Shine Like A Rainbow CD

So the album arrived, way back in May after my last post. I wasn’t prepared for my reaction – of course I was pleased and proud of what is, I am assured, a beautiful piece of work, but the expected elation didn’t happen – rather the reverse, actually. I found myself plunged into a pit of inertia and indecisiveness over the best way to proceed with it, I became confused by conflicting advice, and apart from giving away a few copies to friends and family and a couple of boxes to Philip, Sunduza’s manager, it’s pretty much sat around in my dining room for four months. With no prospect of Sunduza coming here any time soon, I couldn’t see how I was going to promote it and I guess I experienced another phase of the grieving process.

Well, no more, this has to stop and I need to take it forward. I owe it to Simon’s memory, to Charlie, the other musicians who put so much energy into it, and ultimately myself.

So here I am again, taking a vow of seriousness and re-committing to the blog, the promotion of the music and to the project.

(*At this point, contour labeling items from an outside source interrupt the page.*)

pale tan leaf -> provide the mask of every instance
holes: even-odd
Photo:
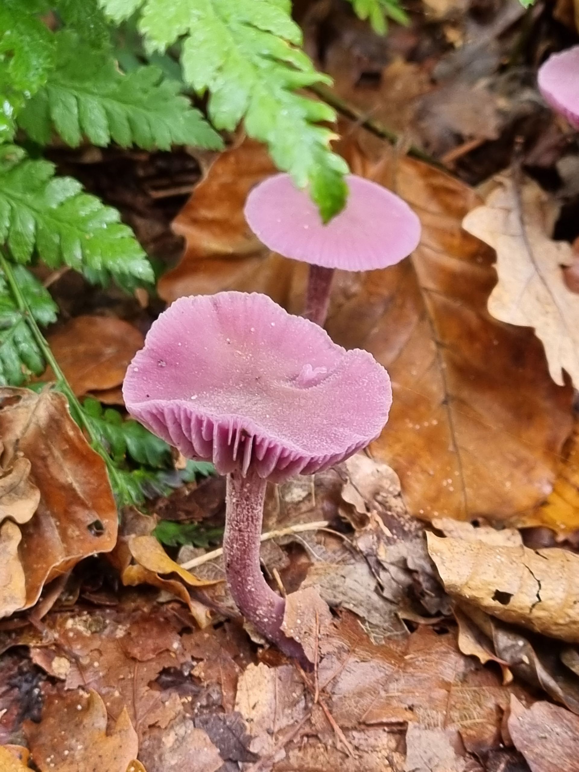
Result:
[[[40,491],[30,479],[30,462],[16,456],[0,476],[0,523],[7,517],[26,523],[36,511]]]
[[[15,523],[0,527],[0,618],[8,617],[26,601],[24,571],[18,554],[22,535]]]
[[[142,347],[142,333],[116,317],[76,317],[48,337],[56,361],[77,397],[120,386]],[[54,379],[49,367],[41,380]]]
[[[504,621],[579,642],[579,556],[427,533],[446,591]]]
[[[49,699],[39,724],[25,730],[32,760],[42,772],[127,772],[138,740],[126,708],[110,731],[107,707],[96,692]]]
[[[30,480],[40,492],[34,516],[20,527],[28,608],[45,583],[83,557],[112,550],[117,506],[104,461],[71,418],[63,394],[0,388],[0,436],[29,459]]]
[[[530,327],[543,341],[551,378],[563,371],[579,387],[579,296],[563,279],[572,249],[550,237],[549,197],[532,180],[503,174],[484,206],[470,212],[463,228],[496,250],[499,282],[489,310],[503,322]]]
[[[30,770],[26,748],[18,745],[0,745],[0,770],[2,772],[26,772]]]
[[[531,772],[577,772],[579,716],[550,703],[525,708],[511,698],[509,732]]]
[[[191,571],[175,563],[167,554],[154,536],[133,536],[128,540],[129,550],[137,562],[155,574],[176,574],[190,587],[210,587],[218,581],[199,579]]]

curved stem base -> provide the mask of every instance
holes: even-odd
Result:
[[[306,658],[302,646],[281,629],[286,601],[269,586],[259,564],[266,481],[248,472],[227,476],[227,510],[223,555],[225,576],[242,614],[290,657]]]
[[[330,289],[334,279],[334,268],[310,266],[307,280],[306,308],[303,316],[310,322],[323,327],[330,306]]]

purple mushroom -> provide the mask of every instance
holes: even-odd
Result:
[[[407,257],[420,241],[420,220],[398,196],[356,174],[346,178],[345,208],[324,224],[306,191],[289,174],[269,177],[249,193],[249,227],[274,252],[310,263],[306,319],[323,325],[337,268],[371,271]]]
[[[550,56],[539,69],[538,83],[551,107],[579,129],[579,46]]]
[[[123,393],[151,432],[227,475],[232,595],[259,632],[303,659],[260,569],[266,485],[327,469],[375,438],[391,403],[386,371],[266,295],[223,292],[181,298],[159,317]]]

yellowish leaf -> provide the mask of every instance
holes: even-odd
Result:
[[[20,529],[12,520],[0,527],[0,618],[10,616],[26,601],[24,570],[18,554],[22,538]]]
[[[154,536],[134,536],[129,539],[129,550],[137,562],[155,574],[176,574],[190,587],[208,587],[218,584],[199,579],[191,571],[175,563]]]
[[[504,621],[579,642],[578,555],[426,535],[449,594]]]
[[[579,387],[579,296],[563,280],[571,262],[566,242],[553,241],[554,212],[539,185],[501,175],[483,206],[470,212],[465,230],[496,250],[499,282],[489,298],[496,319],[533,327],[543,342],[551,378],[563,371]]]

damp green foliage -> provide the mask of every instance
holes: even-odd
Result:
[[[408,17],[397,0],[350,0],[360,19],[367,21],[379,35],[388,30],[388,19],[408,24]]]
[[[120,220],[76,180],[55,176],[53,164],[0,146],[0,244],[15,262],[38,254],[50,268],[68,266],[92,280],[151,281],[144,250]]]
[[[205,528],[198,523],[177,523],[174,520],[159,520],[153,531],[162,544],[167,547],[185,547],[191,544],[204,550],[218,544],[223,538],[222,528]]]
[[[309,187],[324,220],[343,208],[346,162],[334,153],[323,125],[334,110],[300,89],[329,83],[301,49],[302,34],[280,0],[100,0],[116,22],[139,12],[138,29],[150,51],[181,41],[187,83],[208,93],[218,129],[242,119],[249,136],[267,144],[279,168]]]
[[[219,134],[179,93],[179,83],[157,67],[141,66],[125,75],[108,49],[92,49],[70,31],[56,39],[56,66],[18,117],[36,142],[48,144],[54,130],[73,147],[86,137],[101,147],[113,141],[145,150],[222,148]]]
[[[35,320],[43,327],[55,322],[58,307],[48,290],[22,266],[13,270]],[[39,375],[46,364],[25,312],[18,307],[0,271],[0,385],[19,386],[27,374]]]

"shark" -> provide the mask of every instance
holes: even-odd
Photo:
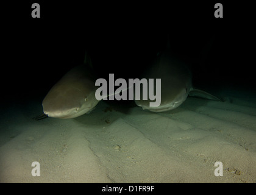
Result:
[[[143,110],[153,112],[171,110],[180,106],[188,96],[221,101],[220,99],[204,91],[194,88],[192,75],[187,65],[172,54],[168,46],[157,54],[152,66],[145,71],[142,77],[146,79],[161,79],[161,104],[150,107],[150,100],[135,99],[135,104]],[[155,85],[154,91],[156,91]],[[141,90],[141,96],[142,91]]]
[[[95,98],[95,77],[91,61],[86,54],[85,63],[72,68],[49,91],[42,106],[46,117],[69,119],[89,113],[99,102]]]

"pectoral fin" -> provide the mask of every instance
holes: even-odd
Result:
[[[206,99],[222,102],[222,101],[219,98],[218,98],[217,97],[215,97],[215,96],[213,96],[212,94],[207,92],[197,89],[191,90],[190,91],[189,96],[192,97],[197,97]]]

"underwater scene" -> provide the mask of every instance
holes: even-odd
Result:
[[[0,182],[255,183],[255,30],[220,2],[23,5]]]

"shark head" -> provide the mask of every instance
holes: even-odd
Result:
[[[191,73],[182,60],[172,55],[169,49],[158,54],[151,66],[143,76],[146,79],[161,79],[161,104],[150,107],[150,100],[135,100],[143,110],[165,112],[180,105],[192,89]],[[154,86],[154,91],[157,91]]]
[[[63,76],[48,92],[43,101],[45,115],[68,119],[89,113],[98,103],[95,98],[93,80],[86,75],[82,66]]]

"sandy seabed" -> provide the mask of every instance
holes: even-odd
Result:
[[[41,99],[13,103],[1,112],[0,182],[256,182],[256,96],[220,94],[158,113],[101,101],[77,118],[40,121]]]

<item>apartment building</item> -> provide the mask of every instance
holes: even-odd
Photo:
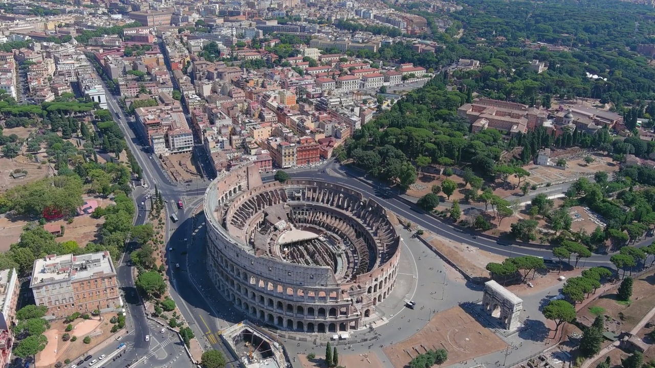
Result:
[[[343,91],[352,91],[360,88],[360,77],[344,75],[337,79],[337,88]]]
[[[384,76],[379,73],[373,73],[362,77],[362,88],[377,88],[384,84]]]
[[[107,251],[52,254],[37,259],[29,288],[36,304],[48,307],[48,319],[75,312],[110,311],[120,306],[116,268]]]
[[[162,27],[170,26],[173,10],[130,12],[130,18],[147,27]]]
[[[13,334],[11,327],[16,323],[16,305],[20,285],[14,268],[0,271],[0,365],[9,367],[11,359]]]

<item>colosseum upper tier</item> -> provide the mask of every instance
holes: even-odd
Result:
[[[210,276],[252,319],[336,333],[383,317],[400,238],[375,200],[320,181],[263,184],[246,164],[212,182],[204,212]]]

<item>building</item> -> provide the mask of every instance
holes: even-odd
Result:
[[[384,76],[379,73],[372,73],[362,76],[362,88],[378,88],[384,84]]]
[[[374,199],[316,180],[265,185],[248,162],[210,183],[204,208],[209,279],[249,318],[343,336],[383,318],[400,237]]]
[[[533,60],[530,62],[530,65],[528,67],[530,70],[536,72],[537,74],[548,70],[548,67],[547,66],[546,63],[544,62],[540,62],[539,60]]]
[[[301,137],[296,147],[296,164],[309,165],[320,160],[320,144],[310,137]]]
[[[307,56],[308,58],[311,58],[314,60],[318,60],[318,57],[321,55],[320,50],[318,50],[316,47],[305,47],[302,50],[303,57]]]
[[[488,128],[507,133],[525,133],[546,121],[546,111],[527,105],[478,98],[457,109],[457,115],[468,119],[476,132]]]
[[[168,148],[172,153],[191,152],[193,149],[193,134],[191,129],[175,129],[169,130]]]
[[[337,88],[343,91],[352,91],[360,88],[360,77],[344,75],[337,78]]]
[[[37,259],[29,288],[36,304],[48,307],[48,319],[96,309],[110,312],[121,305],[116,268],[107,251]]]
[[[12,332],[16,323],[16,306],[20,293],[18,274],[11,268],[0,271],[0,364],[9,367],[14,336]]]
[[[162,27],[171,25],[173,12],[173,10],[130,12],[128,16],[144,26]]]
[[[390,70],[384,73],[384,83],[392,86],[400,84],[403,82],[403,75],[395,70]]]

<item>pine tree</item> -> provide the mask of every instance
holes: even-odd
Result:
[[[618,287],[618,291],[616,293],[616,297],[620,301],[627,301],[630,300],[630,297],[632,296],[632,284],[633,280],[631,277],[626,277],[623,279],[621,282],[621,285]]]
[[[330,346],[329,341],[328,342],[328,346],[326,346],[326,362],[328,367],[332,365],[332,346]]]

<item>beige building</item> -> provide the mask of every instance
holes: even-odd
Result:
[[[15,269],[0,271],[0,365],[9,367],[14,339],[11,327],[16,323],[16,304],[20,285]]]
[[[121,303],[116,268],[106,251],[37,259],[29,287],[36,304],[48,307],[50,319],[96,309],[109,312]]]

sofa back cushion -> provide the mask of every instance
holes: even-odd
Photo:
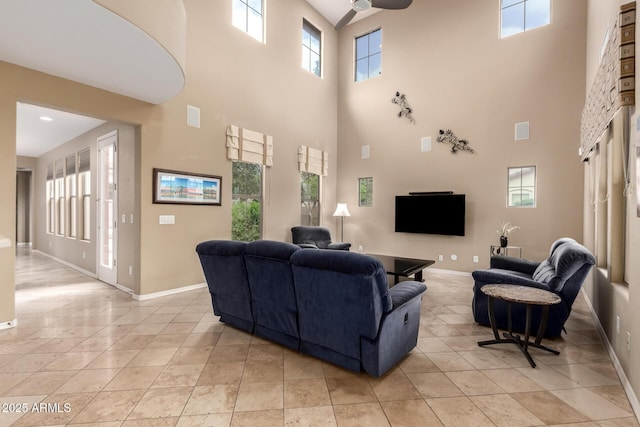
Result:
[[[196,246],[211,293],[213,311],[218,316],[226,313],[253,321],[244,263],[246,246],[246,242],[232,240],[209,240]]]
[[[295,244],[316,245],[327,249],[331,243],[331,232],[325,227],[299,225],[291,228],[291,237]]]
[[[392,309],[387,276],[376,258],[302,249],[291,256],[300,339],[360,359],[360,338],[374,339]]]
[[[555,292],[562,292],[567,280],[578,272],[584,265],[595,263],[593,255],[582,245],[565,242],[559,245],[551,256],[540,263],[533,273],[532,279],[545,283]]]
[[[291,255],[302,250],[291,243],[258,240],[247,245],[245,262],[251,290],[251,311],[258,325],[298,337]]]

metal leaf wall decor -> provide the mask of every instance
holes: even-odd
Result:
[[[405,117],[411,123],[415,123],[415,119],[413,118],[413,110],[409,107],[407,103],[407,96],[403,93],[396,92],[396,96],[391,99],[391,102],[394,104],[398,104],[400,106],[400,112],[398,113],[398,118]]]
[[[468,151],[473,153],[473,148],[469,147],[469,141],[466,139],[459,139],[451,129],[440,129],[440,135],[436,138],[438,142],[448,142],[451,144],[451,152],[456,154],[458,151]]]

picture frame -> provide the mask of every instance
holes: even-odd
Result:
[[[153,203],[220,206],[222,177],[153,168]]]

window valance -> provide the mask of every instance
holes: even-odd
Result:
[[[298,170],[327,176],[329,173],[329,154],[326,151],[301,145],[298,147]]]
[[[636,3],[620,7],[620,16],[607,34],[600,68],[582,110],[580,156],[591,155],[613,116],[635,105],[635,22]]]
[[[227,126],[227,159],[273,166],[273,137]]]

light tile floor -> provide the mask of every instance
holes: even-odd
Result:
[[[225,327],[206,289],[135,301],[27,250],[16,265],[0,426],[639,425],[582,296],[532,369],[478,347],[469,276],[427,269],[418,346],[377,379]]]

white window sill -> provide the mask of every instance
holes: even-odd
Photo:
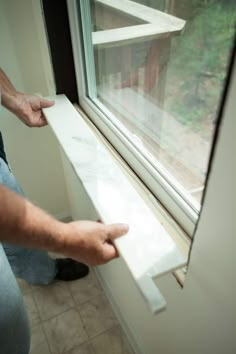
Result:
[[[55,105],[44,110],[48,123],[101,220],[129,224],[115,245],[151,311],[163,310],[166,302],[153,278],[182,268],[187,256],[70,101],[64,95],[51,98]]]

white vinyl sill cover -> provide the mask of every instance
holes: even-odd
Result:
[[[162,311],[166,301],[153,278],[182,268],[187,257],[67,97],[50,99],[55,105],[44,110],[49,125],[101,220],[129,225],[115,245],[151,311]]]

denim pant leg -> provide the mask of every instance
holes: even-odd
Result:
[[[0,352],[28,354],[30,326],[23,299],[0,244]]]
[[[24,195],[16,178],[4,160],[0,158],[0,183]],[[41,250],[24,248],[18,245],[3,243],[3,248],[16,277],[30,284],[49,284],[56,274],[56,262]]]

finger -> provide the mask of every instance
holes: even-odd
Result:
[[[127,224],[111,224],[106,225],[108,228],[108,235],[110,240],[114,240],[117,237],[127,234],[129,226]]]
[[[48,100],[45,100],[44,98],[40,99],[40,107],[41,108],[52,107],[54,104],[55,104],[54,101],[48,101]]]
[[[106,243],[104,245],[104,254],[107,262],[113,258],[119,257],[118,251],[112,243]]]

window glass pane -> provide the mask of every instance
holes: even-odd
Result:
[[[156,169],[200,206],[236,2],[91,0],[90,12],[97,99]]]

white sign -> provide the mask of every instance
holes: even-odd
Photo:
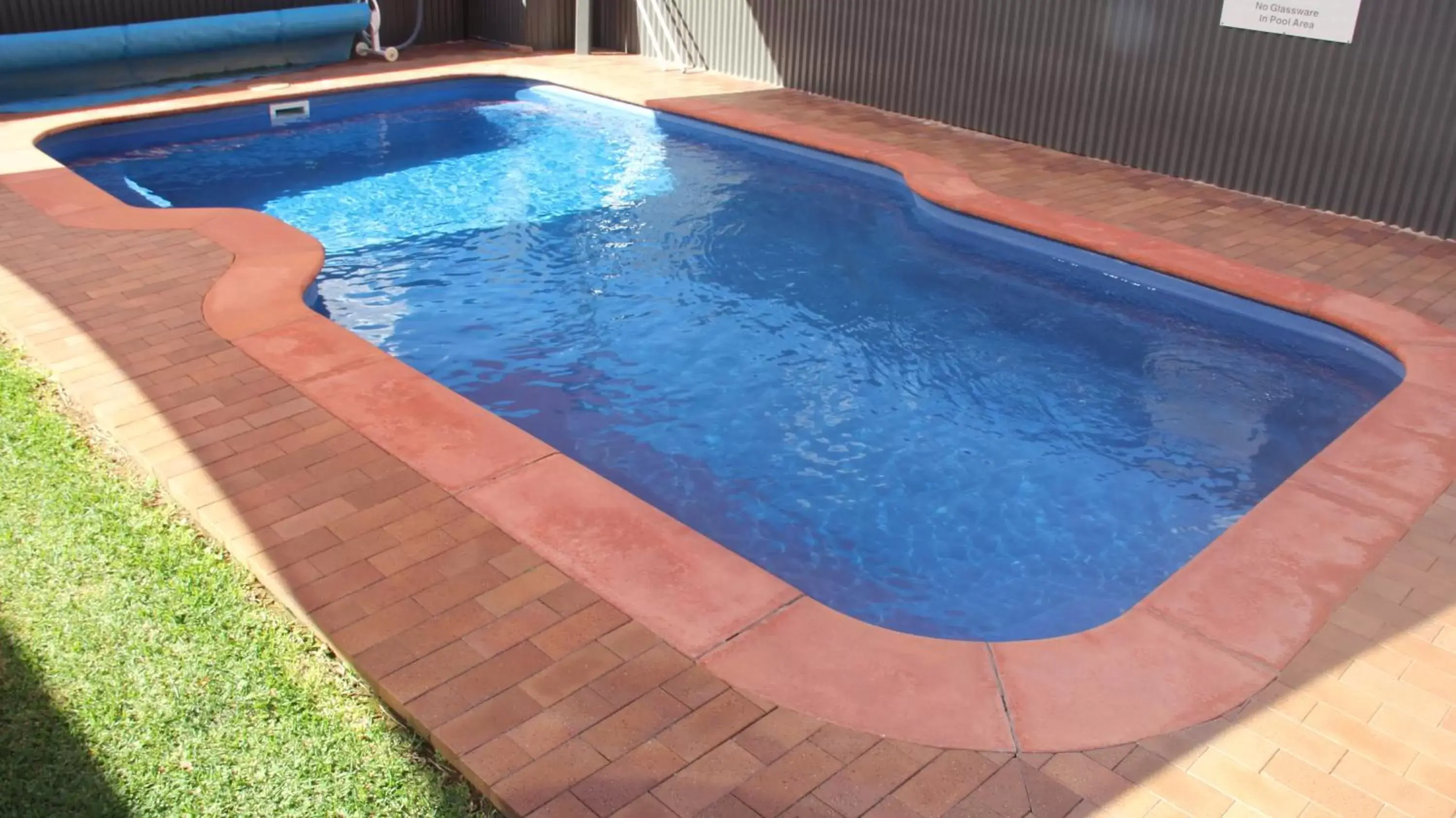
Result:
[[[1356,38],[1360,0],[1223,0],[1222,25],[1309,39]]]

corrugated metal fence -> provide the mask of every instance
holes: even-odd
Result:
[[[1220,0],[655,1],[718,71],[1456,236],[1453,0],[1366,0],[1353,45]],[[652,51],[596,4],[598,47]]]
[[[0,0],[0,33],[119,26],[341,1],[347,0]],[[473,0],[425,0],[419,42],[464,39],[467,1]],[[386,44],[402,42],[415,29],[415,0],[383,0],[381,7]]]

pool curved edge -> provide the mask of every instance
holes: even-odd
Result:
[[[520,63],[450,76],[505,73],[556,80],[533,77]],[[409,79],[400,71],[298,83],[281,93],[218,93],[19,124],[29,127],[33,146],[102,121]],[[1121,617],[1032,642],[929,639],[802,597],[313,313],[303,293],[323,250],[312,236],[253,211],[134,208],[44,157],[22,157],[36,169],[0,176],[0,183],[67,226],[191,229],[221,245],[234,261],[204,300],[218,335],[729,684],[891,738],[1051,753],[1223,715],[1290,662],[1456,474],[1456,416],[1446,409],[1456,399],[1456,333],[1439,325],[1353,293],[999,196],[907,148],[695,99],[648,106],[882,164],[938,205],[1326,320],[1390,351],[1406,377]],[[15,146],[0,141],[0,157],[6,153],[15,154]]]

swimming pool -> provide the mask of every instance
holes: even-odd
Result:
[[[911,633],[1115,617],[1401,377],[1341,330],[941,211],[871,166],[556,89],[45,147],[134,204],[313,233],[336,322]]]

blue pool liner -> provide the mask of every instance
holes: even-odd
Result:
[[[907,196],[914,205],[914,220],[948,243],[967,243],[978,255],[997,262],[1025,263],[1040,269],[1048,278],[1054,278],[1060,285],[1069,285],[1088,293],[1111,288],[1109,281],[1121,282],[1117,285],[1117,290],[1120,291],[1120,297],[1128,304],[1140,304],[1172,313],[1181,313],[1188,304],[1197,304],[1216,313],[1214,316],[1204,314],[1204,317],[1216,319],[1214,323],[1230,332],[1267,342],[1290,357],[1324,361],[1331,367],[1348,373],[1357,381],[1372,384],[1372,389],[1382,394],[1393,389],[1405,376],[1401,362],[1388,351],[1341,327],[1096,252],[1063,245],[1044,236],[942,208],[910,191],[895,170],[878,164],[527,80],[495,77],[434,80],[424,84],[396,84],[312,98],[281,99],[278,102],[288,103],[304,99],[309,102],[310,118],[301,121],[275,122],[269,116],[269,105],[256,103],[182,115],[172,114],[151,119],[102,124],[55,134],[42,141],[41,148],[57,160],[70,164],[82,159],[109,157],[175,143],[227,140],[266,132],[269,130],[341,122],[360,116],[373,116],[379,111],[402,105],[428,106],[464,100],[476,103],[511,100],[556,102],[569,99],[578,103],[590,103],[652,118],[664,131],[689,132],[702,137],[703,141],[708,141],[708,138],[727,138],[737,146],[750,147],[761,154],[780,159],[789,156],[798,163],[815,166],[823,173],[858,180],[866,180],[866,176],[874,178],[871,179],[872,182]],[[149,192],[146,189],[138,191],[137,186],[132,186],[130,191],[112,189],[114,195],[137,205],[147,204]],[[151,201],[151,204],[157,202]],[[1057,263],[1045,263],[1047,259]],[[1130,284],[1131,287],[1123,284]],[[319,297],[317,285],[309,287],[304,301],[328,314]],[[632,491],[630,486],[626,488]],[[705,533],[713,536],[711,531]],[[719,541],[732,547],[729,540],[724,537],[719,537]],[[808,585],[801,584],[799,587],[811,595],[815,592]],[[821,598],[821,601],[827,600]],[[1054,607],[1041,608],[1034,616],[1019,614],[1016,622],[1002,623],[990,630],[977,630],[974,633],[958,630],[941,632],[935,629],[925,630],[919,624],[904,629],[926,636],[992,640],[1057,636],[1108,622],[1127,610],[1134,601],[1136,598],[1133,597],[1114,598],[1086,594]],[[850,610],[839,604],[828,604],[839,607],[844,613],[850,613],[850,616],[866,619],[860,616],[862,611],[858,611],[858,608]],[[866,619],[866,622],[875,620]],[[903,629],[894,623],[888,626]],[[941,626],[938,624],[936,627]]]
[[[0,105],[348,60],[368,6],[339,3],[0,36]]]
[[[779,156],[792,154],[799,162],[815,164],[821,170],[831,173],[859,178],[866,175],[875,176],[884,182],[903,186],[904,192],[914,198],[923,223],[927,227],[936,229],[946,240],[970,242],[983,250],[987,246],[1000,246],[1005,247],[1005,252],[1018,256],[1024,253],[1050,256],[1059,262],[1064,262],[1070,269],[1077,271],[1080,277],[1086,277],[1089,282],[1099,277],[1115,278],[1133,282],[1149,294],[1158,293],[1159,297],[1174,297],[1211,307],[1224,316],[1230,329],[1259,335],[1259,327],[1278,327],[1284,333],[1286,344],[1297,344],[1300,352],[1309,358],[1353,367],[1360,370],[1366,377],[1376,378],[1377,381],[1389,380],[1392,386],[1405,378],[1405,367],[1395,355],[1350,330],[1310,316],[1291,313],[1262,301],[1254,301],[1233,293],[1158,272],[1093,250],[1064,245],[1045,236],[1026,233],[1015,227],[1006,227],[1005,224],[943,208],[910,191],[898,172],[881,164],[534,80],[462,77],[456,80],[431,80],[335,92],[307,98],[310,118],[293,121],[285,125],[272,124],[266,103],[237,105],[191,114],[169,114],[64,131],[45,138],[39,147],[57,162],[68,164],[79,159],[106,156],[118,151],[144,150],[195,140],[237,137],[278,127],[301,127],[310,122],[338,122],[377,112],[381,108],[397,106],[403,93],[408,93],[411,105],[438,105],[459,100],[507,102],[550,99],[552,96],[569,98],[577,102],[600,105],[626,114],[652,116],[664,128],[716,134],[719,137],[731,135],[740,144],[748,144],[757,150]],[[147,202],[138,201],[134,204],[144,205]]]

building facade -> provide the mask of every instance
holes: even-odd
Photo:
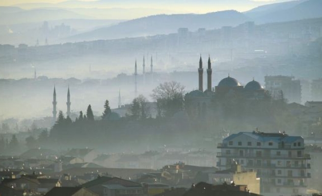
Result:
[[[256,171],[261,179],[261,195],[305,195],[311,177],[309,155],[304,139],[285,133],[240,132],[218,144],[217,166],[226,170],[234,161],[244,170]]]

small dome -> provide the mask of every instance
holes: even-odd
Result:
[[[264,89],[264,87],[259,83],[259,82],[253,80],[247,83],[245,86],[245,90],[262,90]]]
[[[192,91],[188,93],[187,95],[188,96],[191,97],[204,97],[205,96],[205,94],[199,90],[195,90],[194,91]]]
[[[241,84],[237,79],[233,77],[230,77],[229,76],[228,77],[223,78],[220,80],[218,84],[218,87],[233,87],[239,86],[241,86]]]

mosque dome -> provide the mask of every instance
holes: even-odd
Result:
[[[233,77],[230,77],[228,76],[228,77],[223,78],[218,84],[218,87],[231,87],[233,86],[239,86],[241,84],[237,81],[237,79]]]
[[[247,83],[246,86],[245,86],[245,90],[262,90],[264,89],[263,86],[259,83],[259,82],[253,80],[248,83]]]

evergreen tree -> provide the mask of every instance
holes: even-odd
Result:
[[[69,116],[67,116],[66,117],[66,122],[67,124],[71,124],[72,123],[73,123],[72,120],[70,119],[70,118],[69,118]]]
[[[5,142],[4,141],[4,139],[3,138],[3,137],[1,137],[1,138],[0,138],[0,152],[3,152],[5,147]]]
[[[146,104],[147,101],[142,95],[133,99],[131,112],[134,119],[145,119],[149,116],[149,108]]]
[[[87,120],[89,121],[94,121],[94,115],[92,111],[92,107],[90,104],[88,105],[87,107],[87,110],[86,112],[86,115],[87,116]]]
[[[111,110],[110,107],[109,107],[109,102],[108,100],[106,100],[105,101],[105,103],[104,104],[104,112],[103,112],[103,115],[102,118],[103,119],[106,119],[110,114]]]
[[[83,112],[81,111],[80,112],[80,117],[78,118],[78,120],[80,121],[83,121],[83,120],[84,120],[83,118]]]
[[[9,143],[9,149],[15,150],[18,148],[18,146],[19,145],[19,142],[18,141],[17,137],[16,135],[12,135],[12,137],[11,138],[11,140],[10,140]]]

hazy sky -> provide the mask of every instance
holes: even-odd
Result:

I haven’t exactly done nothing however. Over the summer two of my choirs created and performed their own versions of a song from the album – worth its own blog post so I won’t say any more here. I continued to deliver children’s workshops based on some of the songs –

workshop

All set up for a workshop with young people with learning disabilities at The Point in Doncaster

and I will continue this work into the autumn. Sheffield Socialist Choir are now learning Matata, intending once again to add our own words about a current “matata” (problem) – most likely on an environmental theme. Quirky Choir and Retford Community Singers will also learn some of the songs, and I am offering workshops to other choirs in the region. And I am very excited to be doing a workshop at this year’s Musicport Festival in Whitby on 19th October – even more so since some of my old friends in the performance group Siyaya, including Mkhux who also sings with Sunduza and is on the album, have offered to come and help me.

Philip went to Zimbabwe in August and took some CDs for Charlie and the others. They are now busy planning an album launch in Bulawayo featuring as many as possible of the musicians and also creating an exhibition of photos of Simon and of ourselves during the creation of the music last year.

So one of the few things I did manage to do was to book a flight for December – I am flying out again on the 5th for a couple of weeks – no doubt to another packed schedule of rehearsals and gigs, and for the second anniversary of Simon’s passing including the unveiling of a gravestone.

Early reactions from the few people who have heard the album so far have been extremely positive – I was worried that it would only appeal to those who knew Simon, but it seems to be touching others too and resonates particularly with those who have lost a loved one. I have had a kind offer from one such person to make a promotional video for the album, free of charge, which is lovely.